In der Helsinkier Straße warnt ein Schild vor den schlechten Gehwegen. Die sollen nun bald ausgebessert werden. Quelle: Claudia Labude-Gericke

„Für so vieles ist Geld da, Stichwort Bundesgartenschau, aber für diese dringenden Maßnahmen soll keins mehr übrig sein?“, wundert sich nicht nur Anke Bülow. „Uns ist ja klar, dass nicht alles auf einmal behoben werden kann, aber man könnte doch jährlich die Stadtteile wechseln, in denen etwas getan wird“, schlägt Uschi Hasselberg vor. „Ein schlimmer Umstand ist jedenfalls besser zu ertragen, wenn man weiß, wann er beendet wird“, ergänzt Peter Pietsch.

Verantwortliche für die Mängel bleiben unklar

Und dass es im Viertel schlimm ist, daran lassen die Aufzeichnungen des Seniorenbeirates keine Zweifel. In der Binzer Straße wechseln sich auf der Seite gegenüber dem Seniorenheim zum Beispiel lose Gehwegplatten mit fehlenden ab, dazu kommen ständig wechselnde Höhenunterschiede. „Die Senioren haben schon nur ein recht kleines Umfeld, aber wenn sie nicht einmal das gut nutzen können, dann ist das schon mehr als traurig“, sagt Peter Pietsch, der auch die fehlenden sowie zu hohen Bordsteinabsenkungen bemängelt.

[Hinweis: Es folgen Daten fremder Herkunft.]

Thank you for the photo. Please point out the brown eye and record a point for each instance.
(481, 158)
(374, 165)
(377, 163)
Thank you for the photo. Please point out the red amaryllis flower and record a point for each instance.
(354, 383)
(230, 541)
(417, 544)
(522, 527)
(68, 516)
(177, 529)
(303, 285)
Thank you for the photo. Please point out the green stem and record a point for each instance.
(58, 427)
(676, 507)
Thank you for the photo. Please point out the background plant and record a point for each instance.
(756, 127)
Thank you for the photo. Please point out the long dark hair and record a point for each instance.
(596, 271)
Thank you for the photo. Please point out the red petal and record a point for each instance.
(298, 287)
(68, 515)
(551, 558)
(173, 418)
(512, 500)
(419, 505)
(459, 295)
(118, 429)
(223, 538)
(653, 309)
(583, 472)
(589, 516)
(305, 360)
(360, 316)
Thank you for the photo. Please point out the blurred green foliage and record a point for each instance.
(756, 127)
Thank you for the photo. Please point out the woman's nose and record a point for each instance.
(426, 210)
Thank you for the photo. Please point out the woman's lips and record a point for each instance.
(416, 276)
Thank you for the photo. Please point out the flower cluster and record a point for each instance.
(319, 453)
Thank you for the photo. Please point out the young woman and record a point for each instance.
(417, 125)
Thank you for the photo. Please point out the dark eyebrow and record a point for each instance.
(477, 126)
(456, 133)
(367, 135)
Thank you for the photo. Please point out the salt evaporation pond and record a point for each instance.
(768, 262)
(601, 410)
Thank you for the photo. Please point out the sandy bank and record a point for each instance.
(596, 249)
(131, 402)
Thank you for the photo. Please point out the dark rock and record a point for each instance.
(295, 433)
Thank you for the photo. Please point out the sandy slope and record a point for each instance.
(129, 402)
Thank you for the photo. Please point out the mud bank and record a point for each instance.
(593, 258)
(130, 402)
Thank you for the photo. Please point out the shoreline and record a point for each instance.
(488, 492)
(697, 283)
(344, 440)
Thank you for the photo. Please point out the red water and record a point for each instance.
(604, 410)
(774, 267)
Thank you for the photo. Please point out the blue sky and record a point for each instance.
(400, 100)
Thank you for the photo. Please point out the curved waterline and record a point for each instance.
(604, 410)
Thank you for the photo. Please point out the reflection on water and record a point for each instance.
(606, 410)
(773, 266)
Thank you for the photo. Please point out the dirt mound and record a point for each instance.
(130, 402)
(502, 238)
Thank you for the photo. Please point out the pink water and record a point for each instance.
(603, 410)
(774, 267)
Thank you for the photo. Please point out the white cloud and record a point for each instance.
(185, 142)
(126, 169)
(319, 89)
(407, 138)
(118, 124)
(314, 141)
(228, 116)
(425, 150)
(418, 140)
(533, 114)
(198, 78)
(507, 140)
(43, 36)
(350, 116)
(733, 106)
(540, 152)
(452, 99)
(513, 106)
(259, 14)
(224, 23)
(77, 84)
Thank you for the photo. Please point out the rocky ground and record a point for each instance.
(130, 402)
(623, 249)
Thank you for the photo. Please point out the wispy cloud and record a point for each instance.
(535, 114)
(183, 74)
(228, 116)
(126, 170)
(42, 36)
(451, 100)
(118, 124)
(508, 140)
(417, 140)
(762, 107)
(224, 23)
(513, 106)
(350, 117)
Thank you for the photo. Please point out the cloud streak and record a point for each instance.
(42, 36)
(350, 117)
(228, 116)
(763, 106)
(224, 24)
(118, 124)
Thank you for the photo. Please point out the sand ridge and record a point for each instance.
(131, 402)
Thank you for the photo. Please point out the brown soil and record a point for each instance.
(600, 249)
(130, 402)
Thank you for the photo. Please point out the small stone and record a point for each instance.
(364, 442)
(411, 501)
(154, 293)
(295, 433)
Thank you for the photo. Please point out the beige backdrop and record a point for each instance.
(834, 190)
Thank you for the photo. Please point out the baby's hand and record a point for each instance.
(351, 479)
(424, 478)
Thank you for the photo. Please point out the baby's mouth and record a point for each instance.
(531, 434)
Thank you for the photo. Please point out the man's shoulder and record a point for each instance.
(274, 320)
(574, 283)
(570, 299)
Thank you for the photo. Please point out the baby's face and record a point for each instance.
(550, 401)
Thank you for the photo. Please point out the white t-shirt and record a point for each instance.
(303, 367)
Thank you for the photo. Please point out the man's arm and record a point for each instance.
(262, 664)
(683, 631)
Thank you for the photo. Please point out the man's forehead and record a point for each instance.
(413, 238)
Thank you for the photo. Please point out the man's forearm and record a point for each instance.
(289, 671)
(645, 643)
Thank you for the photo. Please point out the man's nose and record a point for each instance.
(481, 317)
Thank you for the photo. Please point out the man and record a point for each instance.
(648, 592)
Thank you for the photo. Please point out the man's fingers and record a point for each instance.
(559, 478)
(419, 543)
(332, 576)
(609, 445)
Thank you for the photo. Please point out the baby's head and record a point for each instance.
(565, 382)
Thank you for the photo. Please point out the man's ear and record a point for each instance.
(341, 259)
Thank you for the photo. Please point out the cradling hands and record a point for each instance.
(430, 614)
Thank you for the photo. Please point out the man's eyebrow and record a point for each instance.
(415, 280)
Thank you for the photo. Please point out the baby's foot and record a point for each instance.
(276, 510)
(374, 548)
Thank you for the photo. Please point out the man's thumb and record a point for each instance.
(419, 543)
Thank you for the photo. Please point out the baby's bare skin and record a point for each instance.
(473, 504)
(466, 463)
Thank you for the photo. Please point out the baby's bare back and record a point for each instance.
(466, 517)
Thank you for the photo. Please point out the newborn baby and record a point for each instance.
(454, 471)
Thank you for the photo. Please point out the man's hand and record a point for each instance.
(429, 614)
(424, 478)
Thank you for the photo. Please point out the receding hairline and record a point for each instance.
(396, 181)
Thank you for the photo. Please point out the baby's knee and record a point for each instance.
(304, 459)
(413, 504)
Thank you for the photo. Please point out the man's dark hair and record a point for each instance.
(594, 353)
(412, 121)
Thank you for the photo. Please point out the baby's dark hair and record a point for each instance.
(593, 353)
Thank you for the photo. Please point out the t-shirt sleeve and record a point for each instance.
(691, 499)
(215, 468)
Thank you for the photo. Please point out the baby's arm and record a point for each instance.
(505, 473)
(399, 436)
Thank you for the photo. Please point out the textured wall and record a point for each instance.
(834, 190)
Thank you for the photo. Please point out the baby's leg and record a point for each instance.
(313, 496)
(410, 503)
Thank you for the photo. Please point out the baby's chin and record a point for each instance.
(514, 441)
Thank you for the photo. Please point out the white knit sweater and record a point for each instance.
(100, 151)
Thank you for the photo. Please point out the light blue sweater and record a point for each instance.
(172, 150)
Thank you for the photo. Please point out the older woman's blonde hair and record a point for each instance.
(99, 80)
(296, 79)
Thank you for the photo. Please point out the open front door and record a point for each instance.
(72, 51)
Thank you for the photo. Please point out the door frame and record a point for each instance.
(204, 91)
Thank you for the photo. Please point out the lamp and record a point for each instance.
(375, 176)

In der Binzer Straße, wo sich auch ein Altersheim befindet, können Senioren kaum gefahrlos die Bürgersteige nutzen. Vor allem mit Rollator oder Rollstuhl gibt es Probleme. Quelle: Claudia Labude-Gericke

„Was uns auch stört, ist, dass in der Antwort von der Stadt ganz oft steht, dass sie für einige der Mängel nicht zuständig wären“, erzählt Brigitta Winnig: „Aber das war es dann auch. Kein Verweis dazu, wer es denn ist – und woher sollen wir das wissen?“ Die Mitglieder des Seniorenbeirates würden sich deshalb nicht nur konkretere Hinweise und mehr Beachtung wünschen, sondern auch, dass jemand aus der Verwaltung mal vor Ort vorbeikommen und die Zustände gemeinsam mit ihnen in Augenschein nehmen würde. „Wir wollen ja nicht nur mäkeln, sondern mit unseren Hinweisen die Stadt unterstützen“, sagt Anke Bülow. Doch auf ihre Briefe folgen nur schriftliche Antworten, zwei Einladungen nach Lütten Klein wurden bisher ignoriert.

Flickschusterei macht marode Gehwege nur schlimmer

„Weitere Flickschusterei so wie bisher hilft uns nicht, im Gegenteil“, sagt Lütten Kleins Ortsbeiratsvorsitzende Gabriele Bolz (CDU). Das Stadtteil-Gremium unterstützt das Engagement der Senioren und hofft, dass dieses nicht umsonst war. „Es kann nicht sein, dass wir immer mit dem Argument vertröstet werden, es sei kein Geld im Haushalt da“, so Bolz. „Je länger man wartet, desto schneller werden aus kleinen Projekten auch teurere große und die Zustände teilweise lebensbedrohlich“, sagt sie.

Holger Matthäus verweist auf regelmäßige Kontrollen durch das Amt für Verkehrsanlagen. Dabei würden Schadstellen erfasst und deren Reparatur beauftragt. Das Amt würde im Rahmen des Zumutbaren alles tun, um die Verkehrsanlagen in einem für alle gefahrlosen Zustand zu halten, so der Senator.